Naby Keita: Mieliśmy sporo problemów z kontuzjami, ale zasadniczo jesteśmy zadowoleni z miejsca, w którym jesteśmy w tabeli. Nawet w trudniejszych momentach byliśmy w stanie zachować spokój. Od początku sezonu zawsze byliśmy w pierwszej piątce, co tylko potwierdza nasz rozwój. Chociaż wiemy, że to nie będzie łatwe – chcemy zakończyć ten sezon z kwalifikacją do europejskich pucharów. Mamy wielki charakter i jeśli będziemy to wciąż potwierdzać, to jesteśmy w stanie to osiągnąć.

Głównymi rywalami RB Lipsk w tym sezonie jest Borussia Dortmund, Schalke i Bayer Monachium. Która z tych drużyn najbardziej Cię zaskoczyła?

– Schalke w tym sezonie jest niezwykle konsekwentne. To zespół, który jest coraz lepszy, ale na szczęście jesteśmy blisko nich.
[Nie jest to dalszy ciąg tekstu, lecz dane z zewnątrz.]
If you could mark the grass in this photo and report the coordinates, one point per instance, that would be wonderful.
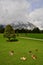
(21, 48)
(31, 35)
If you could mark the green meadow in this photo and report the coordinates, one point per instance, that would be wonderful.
(21, 48)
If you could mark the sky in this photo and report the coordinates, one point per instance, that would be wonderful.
(22, 10)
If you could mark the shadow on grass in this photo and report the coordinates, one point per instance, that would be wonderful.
(12, 40)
Nie poddamy się i zrobimy wszystko, aby po 34 meczach, to my byliśmy wyżej w tabeli Bundesligi.

Czy czujesz się zmęczony po tylu meczach? Musiałeś się przyzwyczaić także do gry w środku tygodnia.

– Oczywiście, ponieważ granie co trzy dni było dla nas wszystkich nowym doświadczeniem. Myślę, że dobrze sobie poradziliśmy z tym wyzwaniem i trudnym terminarzem. Teraz będziemy się cieszyć zasłużoną przerwą i wrócimy do rywalizacji w 2018 roku.
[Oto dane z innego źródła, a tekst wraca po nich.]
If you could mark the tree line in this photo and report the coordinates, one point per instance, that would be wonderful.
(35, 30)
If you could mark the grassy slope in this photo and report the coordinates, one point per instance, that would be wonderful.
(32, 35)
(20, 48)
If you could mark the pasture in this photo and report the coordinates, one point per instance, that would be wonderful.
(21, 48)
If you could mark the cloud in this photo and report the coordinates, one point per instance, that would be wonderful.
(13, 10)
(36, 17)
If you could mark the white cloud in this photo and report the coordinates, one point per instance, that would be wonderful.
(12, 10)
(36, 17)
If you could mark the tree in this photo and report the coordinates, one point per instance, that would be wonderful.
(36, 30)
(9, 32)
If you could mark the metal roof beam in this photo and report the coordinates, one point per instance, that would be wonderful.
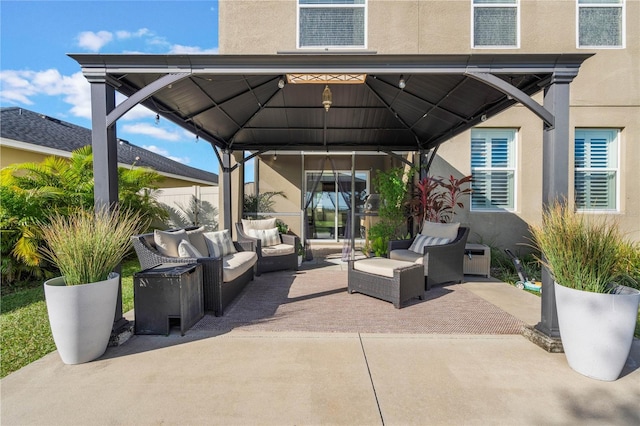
(143, 94)
(512, 91)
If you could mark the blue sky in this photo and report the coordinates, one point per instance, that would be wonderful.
(37, 74)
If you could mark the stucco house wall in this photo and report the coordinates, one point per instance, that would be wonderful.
(606, 92)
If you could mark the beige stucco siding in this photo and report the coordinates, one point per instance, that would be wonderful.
(606, 92)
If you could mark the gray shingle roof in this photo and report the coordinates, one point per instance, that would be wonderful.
(30, 127)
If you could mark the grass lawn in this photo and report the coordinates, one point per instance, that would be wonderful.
(25, 335)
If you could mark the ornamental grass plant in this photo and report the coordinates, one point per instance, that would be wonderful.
(86, 245)
(581, 252)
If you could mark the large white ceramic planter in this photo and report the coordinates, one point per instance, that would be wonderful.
(81, 317)
(597, 329)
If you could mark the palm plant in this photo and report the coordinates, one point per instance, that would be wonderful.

Czy RB Lipsk wciąż się rozwija?

– Zdecydowanie. Staliśmy się silniejsi i bardziej dojrzali. W poprzednim sezonie graliśmy zupełnie beztrosko, a teraz jest trudniej, bowiem doszła także rywalizacja w Lidze Mistrzów. Jesteśmy młodzi, głodni gry i nadal chcemy się poprawiać.

Czy czujesz, że Twoi przeciwnicy okazują Ci więcej szacunku, niż miało to miejsce w poprzednim sezonie?
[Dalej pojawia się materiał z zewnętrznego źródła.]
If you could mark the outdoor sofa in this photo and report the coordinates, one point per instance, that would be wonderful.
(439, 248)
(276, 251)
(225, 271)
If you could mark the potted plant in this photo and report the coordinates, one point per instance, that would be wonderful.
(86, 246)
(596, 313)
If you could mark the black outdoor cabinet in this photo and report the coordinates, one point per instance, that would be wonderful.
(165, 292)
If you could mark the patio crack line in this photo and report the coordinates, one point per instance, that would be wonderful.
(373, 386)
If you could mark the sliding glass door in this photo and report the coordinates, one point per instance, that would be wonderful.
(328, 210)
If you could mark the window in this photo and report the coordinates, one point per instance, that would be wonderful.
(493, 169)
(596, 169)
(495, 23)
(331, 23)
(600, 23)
– Tak, teraz jesteśmy postrzegani zupełnie inaczej. Teraz już nie jesteśmy nieznani, albo niedoceniani. To powoduje, że musimy dać z siebie jeszcze więcej, aby zaskoczyć naszych rywali.

Wygląda na to, że Ty i Kevin Kampl bardzo dobrze się dogadujecie. Jak się z nim gra?

– Gra mi się z nim dobrze, zwłaszcza dlatego, że współpracowaliśmy już w Salzburgu. Znaliśmy się od dawna, dlatego od początku dobrze dogadywaliśmy się na boisku. Kevin to świetny technik i bardzo inteligentny gracz.

RB Lipsk pierwszy mecz w Bundeslidze zagra 13 stycznia przeciwko Schalke. Czekasz już na to?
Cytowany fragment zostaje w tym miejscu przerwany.